In this episode, Moe reunites with his former love Maya while the Simpsons deal with the traffic in their neighborhood. Pamela Reed guest starred as Ruth Powers. Musician Trey Anastasio appeared as himself. The episode received mixed reviews.

==Plot==
Evergreen Terrace's street is overcome by a major traffic jam and everyone is miserable. Meanwhile, Moe Szyslak is sitting in his car waiting for the traffic to move when he sees a maroon car behind him and believes he remembers it from his past.

Later that night, the Simpson family call the entire neighborhood to discuss the traffic problem, and learn that the entire family is highly disliked due to their annoying antics. After realizing the neighborhood hates them, Homer promises to redeem themselves. Afterwards, he goes to Professor Frink and Frink digitally takes the street off the maps, thus getting rid of traffic on that street. The townspeople hail Homer as a hero, but he quickly gets annoyed by their praises.
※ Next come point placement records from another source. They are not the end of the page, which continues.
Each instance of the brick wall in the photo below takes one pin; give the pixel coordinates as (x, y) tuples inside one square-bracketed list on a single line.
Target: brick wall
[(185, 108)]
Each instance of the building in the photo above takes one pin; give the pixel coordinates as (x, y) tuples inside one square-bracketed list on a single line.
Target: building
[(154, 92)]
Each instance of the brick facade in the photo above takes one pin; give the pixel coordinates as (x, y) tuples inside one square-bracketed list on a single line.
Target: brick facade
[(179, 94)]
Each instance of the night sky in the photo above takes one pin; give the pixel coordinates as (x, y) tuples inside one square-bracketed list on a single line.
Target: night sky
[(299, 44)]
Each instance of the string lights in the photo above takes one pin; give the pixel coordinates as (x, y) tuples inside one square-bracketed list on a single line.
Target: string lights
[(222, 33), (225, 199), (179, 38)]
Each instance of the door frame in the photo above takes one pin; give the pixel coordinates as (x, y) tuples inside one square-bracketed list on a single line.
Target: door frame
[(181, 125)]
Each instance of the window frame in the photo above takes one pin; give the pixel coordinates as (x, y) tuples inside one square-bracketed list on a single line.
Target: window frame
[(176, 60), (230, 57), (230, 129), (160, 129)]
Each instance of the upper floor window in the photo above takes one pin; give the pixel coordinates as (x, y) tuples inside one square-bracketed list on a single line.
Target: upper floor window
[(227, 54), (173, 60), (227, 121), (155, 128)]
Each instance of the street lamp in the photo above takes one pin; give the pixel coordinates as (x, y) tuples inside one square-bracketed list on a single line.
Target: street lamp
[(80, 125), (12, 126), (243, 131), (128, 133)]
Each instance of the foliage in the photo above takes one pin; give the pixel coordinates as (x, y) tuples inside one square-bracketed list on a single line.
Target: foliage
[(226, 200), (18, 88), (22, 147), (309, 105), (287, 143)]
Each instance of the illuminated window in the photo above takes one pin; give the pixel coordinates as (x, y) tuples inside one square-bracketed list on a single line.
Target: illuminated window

Meanwhile, Moe finds the car behind him belongs to his former short girlfriend Maya, from "Eeny Teeny Maya Moe". Maya quickly asks Moe to get back together and he gladly accepts her back. The two spend a large amount of time at the bar and begin singing, but Moe worries Maya might leave him again just like every other girl in his life.

A grief stricken Moe then heads to Bart's treehouse in emotional pain. Homer then convinces Moe to leave the treehouse by telling him Maya loves him and she would never leave him. The two reconcile and kiss and Moe proposes to Maya, who happily accepts.

==Production==
The couch gag, titled "All Hail Princess Maggie!," was created by Stoopid Buddy Stoodios. Produced with stop-motion animation and made entirely from wood, the gag was directed by John Harvatine IV and written by Tom Root.

Pamela Reed reprised her role as Ruth Powers. The character previously appeared in the fourth season episode "New Kid on the Block", the fifth season episode "Marge on the Lam", and the fourteenth season episode "The Strong Arms of the Ma". Musician Trey Anastasio appeared as himself. Anastasio previously appeared with his band Phish in the thirteenth season episode "Weekend at Burnsie's".

==Reception==
===Viewing figures===
The viewing figures for this episode is 1.51 million and was the highest-rated show on Animation Domination that night.

===Critical response===
Marcus Gibson of Bubbleblabber gave the episode a 7.5 out of 10 stating "Overall, 'The Wayz We Were' wasn't as annoying as being stuck in an actual traffic jam. It is a funny and heartfelt episode that puts Moe's character growth in the spotlight. It would've been better off without the 'Homer solving the traffic jam' scenario as it didn't make much of an impact, in my opinion. Other than that, it's an enjoyable storyline that kicks off Moe's future with Maya."

Tony Sokol of Den of Geek gave the episode 2.5 out of 5 starts stating "'The Wayz We Were' is a tepid episode, which is only slightly warmed by the songs. It is also a sweet episode, which explores Moe's innermost turmoil, but it doesn't bring it to a boil, much less a simmer. Moe has sex in this installment and it's still not hot enough."